Interviewed experts:
Wang Jin Chairman of Beijing Shui Xin Guangtong Tax Agency Co., Ltd. Certified Public Accountant Certified Public Accountant China Vice President of Tax Planning Research Association
Zhang Chunxi, Chief Certified Public Accountant of Henan Sifang Certified Public Accountants, Tsinghua University, Master of Accounting
Small invoices hide big risks.
The change and influence of "camp reform" on enterprises involves many departments, such as enterprise management, production, sales, finance, logistics, etc., which are manifested in tax payment status, tax control equipment, tax calculation methods, tax declaration procedures and so on. If you want to choose a carrier to explain this change, the most intuitive is undoubtedly that small VAT invoice. The two interviewed experts agreed that we should not underestimate any special invoice for value-added tax, which is the place where enterprises that "increase the value of the camp" are most prone to tax risks.
Reporter: What should enterprises pay attention to when using special invoices for value-added tax? What are the most easily overlooked problems? What is the most common mistake?
Zhang Chunxi: Enterprises that "increase the value of VAT" should deeply understand the particularity of special VAT invoices and the strictness of monitoring and management. First of all, the special VAT invoice has a monetary function, which reflects the tax settlement relationship between enterprises and countries. Enterprises can deduct taxes with special invoices for value-added tax, while ordinary invoices originally used cannot generally deduct taxes with tickets except for special industries and regulations. Secondly, the tax authorities will impose heavy penalties on acts that violate the regulations on the management of special VAT invoices. Secondly, the contents of special VAT invoices are more than ordinary invoices. The contents of the special VAT invoice include the taxpayer's tax registration number, the amount excluding VAT, the applicable tax rate and the VAT payable, in addition to the contents required by ordinary invoices. Finally, the value-added tax belongs to extra-price tax, which is mostly calculated by the input tax and output tax of the detailed subject of tax payable, while the business tax belongs to in-price tax, all of which are included in the cost to offset the current profit and loss.

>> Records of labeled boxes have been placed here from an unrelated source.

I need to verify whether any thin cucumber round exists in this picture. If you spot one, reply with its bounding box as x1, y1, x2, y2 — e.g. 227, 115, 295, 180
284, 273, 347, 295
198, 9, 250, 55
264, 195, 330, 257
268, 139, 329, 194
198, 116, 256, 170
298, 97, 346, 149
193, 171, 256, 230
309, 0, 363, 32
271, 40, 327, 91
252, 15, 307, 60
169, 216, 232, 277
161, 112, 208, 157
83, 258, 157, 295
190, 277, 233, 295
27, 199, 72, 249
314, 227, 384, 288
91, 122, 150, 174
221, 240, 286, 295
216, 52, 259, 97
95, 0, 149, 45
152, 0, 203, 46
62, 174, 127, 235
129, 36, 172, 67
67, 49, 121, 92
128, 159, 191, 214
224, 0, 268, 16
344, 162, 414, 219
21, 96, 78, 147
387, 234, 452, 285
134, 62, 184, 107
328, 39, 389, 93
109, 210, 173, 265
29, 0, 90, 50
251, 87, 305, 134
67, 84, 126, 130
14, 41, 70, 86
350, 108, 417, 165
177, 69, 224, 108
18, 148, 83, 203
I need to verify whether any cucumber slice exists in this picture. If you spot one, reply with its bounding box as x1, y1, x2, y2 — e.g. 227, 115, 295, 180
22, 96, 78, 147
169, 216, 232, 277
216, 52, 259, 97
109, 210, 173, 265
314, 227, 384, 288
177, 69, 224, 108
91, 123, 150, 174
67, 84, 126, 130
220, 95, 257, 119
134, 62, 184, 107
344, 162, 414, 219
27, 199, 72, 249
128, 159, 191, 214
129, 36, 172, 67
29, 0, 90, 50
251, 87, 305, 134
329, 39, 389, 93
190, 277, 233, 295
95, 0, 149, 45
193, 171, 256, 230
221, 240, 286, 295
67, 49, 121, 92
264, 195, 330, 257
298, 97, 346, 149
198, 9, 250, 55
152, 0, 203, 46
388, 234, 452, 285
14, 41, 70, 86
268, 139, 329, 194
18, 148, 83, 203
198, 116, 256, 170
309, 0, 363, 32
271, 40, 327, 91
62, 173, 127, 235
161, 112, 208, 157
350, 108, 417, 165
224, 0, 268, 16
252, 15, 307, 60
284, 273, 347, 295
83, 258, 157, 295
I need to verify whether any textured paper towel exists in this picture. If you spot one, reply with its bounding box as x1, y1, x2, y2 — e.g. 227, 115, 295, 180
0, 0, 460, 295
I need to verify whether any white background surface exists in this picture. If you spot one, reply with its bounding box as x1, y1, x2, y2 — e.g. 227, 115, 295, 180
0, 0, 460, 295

There are two problems that are most easily overlooked in the use of special invoices for value-added tax by enterprises with "VAT reform". First, when issuing a special VAT invoice, there are incomplete elements, such as missing the taxpayer's bank and account number, tax registration certificate number, etc. This makes it difficult for the drawer to copy the tax return and for the drawee to authenticate. Second, the special VAT invoice needs to be separated from the price tax, and the total bid tax can be obtained by adding the two, while the ordinary invoice does not need to issue the price tax separately, but only needs to issue the total price tax together. The inertia operation of ordinary invoices for many years may make the drawer feel very uncomfortable.
The biggest mistake in using special invoices for value-added tax by enterprises with "VAT reform" should be making false invoices. Falsely issuing special invoices for value-added tax is not only an act strictly prohibited by the Measures for the Administration of Invoices and the Regulations on the Use of Special Invoices for Value-added Tax, but also a criminal act to be severely punished by the criminal law. 2065438+In July 2002, State Taxation Administration of The People's Republic of China issued Announcement No.33, reiterating the Provisions on Tax Collection and Compensation for Taxpayers Falsely Issuing Special VAT Invoices, and demanding that taxpayers be punished for falsely issuing special VAT invoices according to the relevant provisions of the Tax Administration Law and the Invoice Management Measures. Enterprises that "reform the camp" should pay close attention to it.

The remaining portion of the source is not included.